Creativity Comes From Feeling
Creativity doesn’t come from the mind. So if you attempt to think, and think, and think about how to write that headline, or which shapes are the best for your design project, or why that mousetrap you constructed is missing its mark, you’d be engaging yourself in a mental process that might likely end in frustration and a dead end. The mind tries to replicate creativity, but it will fail.
Once you realize that the energy of creativity is not sourced from the brain, but from the essence of your being, which is sourced from your heart—your feeling center—you will discover that when you follow how you feel about your project, then all the elements will fall into place effortlessly. So when you take that long walk on the mountain trail, you are feeding your very essence with the beauty of that natural area you love so much, and when combined with your movement, your solutions will simply appear!

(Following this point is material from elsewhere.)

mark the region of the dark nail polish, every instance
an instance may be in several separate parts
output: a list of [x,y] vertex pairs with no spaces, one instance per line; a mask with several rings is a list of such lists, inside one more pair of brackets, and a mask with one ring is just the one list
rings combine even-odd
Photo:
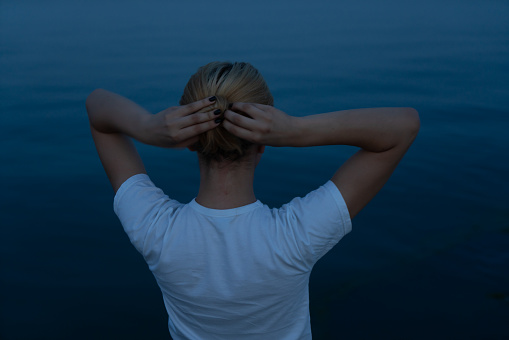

Drifting off (or drifting back) while in bed, as an exception, is a time of non-action when you are likely to have creative ideas come to you, because it is at this time—those moments on the cusp of the sleep state—when you are closest to your true inner self. Your inner Self is that part of you which is the soul part, housed in the mystery realm. It is not in your brain. Your Self is not defined by how you use your mind every day, with the knowledge and experiences that you learned through education, life and work.
The reason why your creative projects display unique features of who you are is because the elements of those creations came from connecting with your true, inner Self—not from connecting with the mental knowledge of the brain.
So stop thinking and start feeling, and let me know how it turns out!